2015-61. « Ils m’ont jeté vivant sous des murs funéraires… »
- 8 juin 1795 -
Anniversaire du rappel à Dieu
de
Sa Majesté le Roi Louis XVII
Ce 8 juin marque le très triste anniversaire de la mort, dans les épouvantables conditions que l’on sait, de « l’Enfant du Temple », Sa Majesté le Roi Louis XVII.
Foin des délires obsessionnels survivantistes ! Le petit Roi est bien mort dans l’horrible prison, âgé de dix ans deux mois et douze jours, et son règne – du sinistre 21 janvier 1793 à ce 8 juin 1795 – a été de deux ans quatre mois et dix-huits jours : un règne qui s’est tout entier écoulé entre les murs lugubres de ce donjon, dans les mauvais traitements, dans le broiement de ses plus chères aspirations, dans la déréliction, dans la maladie et l’agonie du coeur et de l’esprit avant de connaître, épuisé, l’agonie du corps.
Enfant martyr, la république qui a voulu pour lui un tel sort tombe sous le coup de la malédiction contenue dans les paroles du Christ : « Ce que vous avez fait à l’un de ces plus petits d’entre Mes frères, c’est à Moi que vous l’avez fait ! » (cf. Matth. XXV, 40 b).
Roi martyr, dont le sceptre, le manteau et la couronne ne furent ici-bas que de dérision et d’opprobre, comme ceux dont Jésus-Christ, Roi des rois, fut affublé par la soldatesque en Sa douloureuse Passion.
Sans doute, sans aucun doute, le sort atroce réservé à cet enfant-roi entrait-il surnaturellement dans un plan divin d’expiation et de rédemption qui échappe à toute logique humaine, et qui a mis en réserve pour la France – au jour où pénitente et dévouée : Gallia poenitens et devota, elle reviendra, par un même mouvement de conversion, à son Dieu et à sa vocation – des trésors de grâce.

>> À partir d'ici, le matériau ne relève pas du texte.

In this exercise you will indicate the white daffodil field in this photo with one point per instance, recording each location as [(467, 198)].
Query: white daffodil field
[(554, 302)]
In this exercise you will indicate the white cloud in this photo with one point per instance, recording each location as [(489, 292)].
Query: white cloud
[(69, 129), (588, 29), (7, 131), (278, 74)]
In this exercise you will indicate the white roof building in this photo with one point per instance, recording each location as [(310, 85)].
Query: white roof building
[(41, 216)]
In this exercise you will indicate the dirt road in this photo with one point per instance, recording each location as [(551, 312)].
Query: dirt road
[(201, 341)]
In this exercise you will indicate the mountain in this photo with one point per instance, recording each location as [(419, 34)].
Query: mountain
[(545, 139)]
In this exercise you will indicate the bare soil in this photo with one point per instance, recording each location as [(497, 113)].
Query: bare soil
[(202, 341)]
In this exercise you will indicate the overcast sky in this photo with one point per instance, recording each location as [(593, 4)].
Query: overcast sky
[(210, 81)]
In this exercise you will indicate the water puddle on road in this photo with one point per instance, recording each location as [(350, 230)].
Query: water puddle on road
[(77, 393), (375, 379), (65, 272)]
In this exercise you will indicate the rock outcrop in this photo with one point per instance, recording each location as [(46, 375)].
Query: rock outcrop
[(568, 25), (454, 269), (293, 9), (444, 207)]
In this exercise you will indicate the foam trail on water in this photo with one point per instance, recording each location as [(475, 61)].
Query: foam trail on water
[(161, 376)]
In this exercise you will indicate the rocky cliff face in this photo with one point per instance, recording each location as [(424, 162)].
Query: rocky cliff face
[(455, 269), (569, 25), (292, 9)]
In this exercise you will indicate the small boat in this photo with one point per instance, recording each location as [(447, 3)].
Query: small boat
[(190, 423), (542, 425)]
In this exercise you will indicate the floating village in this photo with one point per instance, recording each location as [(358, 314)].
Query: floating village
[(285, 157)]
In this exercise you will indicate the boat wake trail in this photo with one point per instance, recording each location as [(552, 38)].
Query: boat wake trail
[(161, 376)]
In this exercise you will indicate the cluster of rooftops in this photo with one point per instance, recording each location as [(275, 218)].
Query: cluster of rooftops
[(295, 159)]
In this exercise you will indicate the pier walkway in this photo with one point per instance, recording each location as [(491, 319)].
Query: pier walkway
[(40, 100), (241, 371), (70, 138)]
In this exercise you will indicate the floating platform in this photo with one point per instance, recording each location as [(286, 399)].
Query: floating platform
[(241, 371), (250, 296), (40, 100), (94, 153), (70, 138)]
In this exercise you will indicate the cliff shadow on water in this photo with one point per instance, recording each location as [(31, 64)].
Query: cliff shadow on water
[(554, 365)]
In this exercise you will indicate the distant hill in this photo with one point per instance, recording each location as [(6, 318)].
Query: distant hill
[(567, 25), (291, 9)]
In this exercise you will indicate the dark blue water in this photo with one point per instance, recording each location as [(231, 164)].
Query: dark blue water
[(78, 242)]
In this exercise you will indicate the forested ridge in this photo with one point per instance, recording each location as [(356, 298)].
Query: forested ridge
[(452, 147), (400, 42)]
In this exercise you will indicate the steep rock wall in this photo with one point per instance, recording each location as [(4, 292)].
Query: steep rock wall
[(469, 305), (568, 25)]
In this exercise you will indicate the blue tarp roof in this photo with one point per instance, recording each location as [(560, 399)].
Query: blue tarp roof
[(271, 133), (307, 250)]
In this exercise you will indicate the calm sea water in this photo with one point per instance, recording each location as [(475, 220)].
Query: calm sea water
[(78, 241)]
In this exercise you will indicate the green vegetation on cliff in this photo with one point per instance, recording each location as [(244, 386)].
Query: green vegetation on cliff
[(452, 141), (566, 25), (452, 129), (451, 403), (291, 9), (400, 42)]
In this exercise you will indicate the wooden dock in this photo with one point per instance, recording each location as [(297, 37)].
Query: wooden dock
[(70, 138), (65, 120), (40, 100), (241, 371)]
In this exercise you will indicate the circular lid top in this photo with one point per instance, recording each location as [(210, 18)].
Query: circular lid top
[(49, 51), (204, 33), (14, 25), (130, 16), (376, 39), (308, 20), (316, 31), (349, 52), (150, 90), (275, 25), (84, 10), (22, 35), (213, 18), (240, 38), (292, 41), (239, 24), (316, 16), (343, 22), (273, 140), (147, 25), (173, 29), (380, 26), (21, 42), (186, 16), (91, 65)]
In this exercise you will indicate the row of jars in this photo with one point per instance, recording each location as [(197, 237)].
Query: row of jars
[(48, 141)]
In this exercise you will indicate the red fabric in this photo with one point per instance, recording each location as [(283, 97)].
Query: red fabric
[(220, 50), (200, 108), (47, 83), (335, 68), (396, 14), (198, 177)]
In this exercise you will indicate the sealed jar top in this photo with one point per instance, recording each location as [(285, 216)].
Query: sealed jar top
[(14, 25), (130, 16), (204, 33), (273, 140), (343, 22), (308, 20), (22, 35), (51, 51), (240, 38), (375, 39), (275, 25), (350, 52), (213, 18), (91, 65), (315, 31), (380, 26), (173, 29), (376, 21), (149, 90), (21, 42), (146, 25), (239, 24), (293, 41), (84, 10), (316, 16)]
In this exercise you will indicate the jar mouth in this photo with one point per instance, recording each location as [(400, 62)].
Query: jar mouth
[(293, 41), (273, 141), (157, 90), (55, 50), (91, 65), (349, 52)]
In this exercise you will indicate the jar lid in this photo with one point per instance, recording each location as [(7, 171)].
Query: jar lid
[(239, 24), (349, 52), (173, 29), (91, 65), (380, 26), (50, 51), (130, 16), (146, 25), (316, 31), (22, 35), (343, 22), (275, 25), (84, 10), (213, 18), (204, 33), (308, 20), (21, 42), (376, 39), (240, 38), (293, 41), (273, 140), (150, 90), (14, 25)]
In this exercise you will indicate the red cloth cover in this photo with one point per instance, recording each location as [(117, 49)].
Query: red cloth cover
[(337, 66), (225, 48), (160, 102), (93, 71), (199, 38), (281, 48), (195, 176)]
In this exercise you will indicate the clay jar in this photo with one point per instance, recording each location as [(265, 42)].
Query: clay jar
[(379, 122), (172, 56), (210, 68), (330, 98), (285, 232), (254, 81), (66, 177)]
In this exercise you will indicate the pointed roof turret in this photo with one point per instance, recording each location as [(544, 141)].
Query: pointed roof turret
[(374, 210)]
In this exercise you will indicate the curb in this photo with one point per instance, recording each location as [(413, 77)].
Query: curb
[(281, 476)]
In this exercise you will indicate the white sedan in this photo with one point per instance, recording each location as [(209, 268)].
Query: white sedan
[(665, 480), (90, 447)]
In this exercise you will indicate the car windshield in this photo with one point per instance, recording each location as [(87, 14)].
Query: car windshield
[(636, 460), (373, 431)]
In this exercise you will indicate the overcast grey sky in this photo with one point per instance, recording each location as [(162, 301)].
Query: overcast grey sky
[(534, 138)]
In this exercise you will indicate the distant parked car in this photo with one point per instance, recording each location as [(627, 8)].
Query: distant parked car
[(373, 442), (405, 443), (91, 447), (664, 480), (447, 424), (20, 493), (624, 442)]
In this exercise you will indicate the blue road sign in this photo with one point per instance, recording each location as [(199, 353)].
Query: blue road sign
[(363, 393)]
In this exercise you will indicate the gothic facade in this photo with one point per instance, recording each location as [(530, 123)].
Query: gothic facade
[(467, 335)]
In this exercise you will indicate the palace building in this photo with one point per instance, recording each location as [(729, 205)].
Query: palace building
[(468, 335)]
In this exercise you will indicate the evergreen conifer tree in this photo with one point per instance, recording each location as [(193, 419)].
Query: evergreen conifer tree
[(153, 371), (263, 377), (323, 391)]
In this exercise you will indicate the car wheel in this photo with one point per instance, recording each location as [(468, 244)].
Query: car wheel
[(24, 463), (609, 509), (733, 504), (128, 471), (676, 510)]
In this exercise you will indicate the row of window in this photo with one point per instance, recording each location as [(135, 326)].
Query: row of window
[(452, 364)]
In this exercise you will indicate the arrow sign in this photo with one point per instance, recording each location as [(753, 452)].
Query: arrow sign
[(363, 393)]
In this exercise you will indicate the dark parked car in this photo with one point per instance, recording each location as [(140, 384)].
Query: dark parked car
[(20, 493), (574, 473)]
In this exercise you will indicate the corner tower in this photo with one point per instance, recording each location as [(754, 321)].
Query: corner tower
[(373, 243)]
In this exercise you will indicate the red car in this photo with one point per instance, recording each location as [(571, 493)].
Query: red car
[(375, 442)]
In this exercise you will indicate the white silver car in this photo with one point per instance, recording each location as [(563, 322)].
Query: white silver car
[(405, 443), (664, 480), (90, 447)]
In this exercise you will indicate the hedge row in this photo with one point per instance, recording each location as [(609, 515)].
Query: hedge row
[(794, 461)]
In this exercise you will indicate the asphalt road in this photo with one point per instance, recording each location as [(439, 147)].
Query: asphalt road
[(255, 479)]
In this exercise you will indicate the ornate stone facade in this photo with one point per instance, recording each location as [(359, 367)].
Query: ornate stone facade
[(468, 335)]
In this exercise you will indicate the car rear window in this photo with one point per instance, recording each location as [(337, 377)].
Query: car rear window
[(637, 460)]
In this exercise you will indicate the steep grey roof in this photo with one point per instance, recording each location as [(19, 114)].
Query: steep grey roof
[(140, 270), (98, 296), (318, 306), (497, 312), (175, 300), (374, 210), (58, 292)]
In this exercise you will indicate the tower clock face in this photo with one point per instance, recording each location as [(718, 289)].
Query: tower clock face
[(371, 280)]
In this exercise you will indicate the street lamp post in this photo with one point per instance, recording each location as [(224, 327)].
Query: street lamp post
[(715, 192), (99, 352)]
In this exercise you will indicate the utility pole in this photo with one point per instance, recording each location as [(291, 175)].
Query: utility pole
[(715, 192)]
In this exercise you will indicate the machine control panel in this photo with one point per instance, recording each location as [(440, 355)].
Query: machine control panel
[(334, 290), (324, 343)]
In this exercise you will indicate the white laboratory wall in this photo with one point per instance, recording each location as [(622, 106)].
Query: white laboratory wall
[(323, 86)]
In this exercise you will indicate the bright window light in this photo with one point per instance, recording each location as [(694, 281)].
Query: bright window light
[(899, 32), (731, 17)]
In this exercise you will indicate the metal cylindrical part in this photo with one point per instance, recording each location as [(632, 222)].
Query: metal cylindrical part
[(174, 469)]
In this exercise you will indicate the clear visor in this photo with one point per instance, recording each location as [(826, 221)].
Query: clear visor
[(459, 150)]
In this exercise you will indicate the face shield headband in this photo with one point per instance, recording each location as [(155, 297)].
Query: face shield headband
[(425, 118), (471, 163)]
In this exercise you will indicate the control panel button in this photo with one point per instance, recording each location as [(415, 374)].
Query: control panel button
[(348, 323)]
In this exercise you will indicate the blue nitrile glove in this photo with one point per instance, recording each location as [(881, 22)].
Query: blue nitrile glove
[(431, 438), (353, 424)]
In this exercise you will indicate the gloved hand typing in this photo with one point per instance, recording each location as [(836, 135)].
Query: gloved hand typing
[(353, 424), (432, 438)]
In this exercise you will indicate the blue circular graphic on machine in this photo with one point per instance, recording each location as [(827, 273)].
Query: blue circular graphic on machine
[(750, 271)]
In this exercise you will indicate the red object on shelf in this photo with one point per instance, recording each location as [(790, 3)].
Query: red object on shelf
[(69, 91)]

Mais aujourd’hui, tout cela est enveloppé par le secret divin.
Pour l’heure, afin de marquer cet anniversaire, que nous célébrons avec des sentiments de foi et d’espérance, je veux vous livrer le poème intitulé « Louis XVII » que Victor Hugo a publié au livre premier de son recueil « Odes et ballades ».
On se souviendra de ce fait que si ce génie de la poésie française a malheureusement fini en républicain apostat (« je refuse la prière de toutes les Eglises »), il avait été à ses débuts un ardent légitimiste…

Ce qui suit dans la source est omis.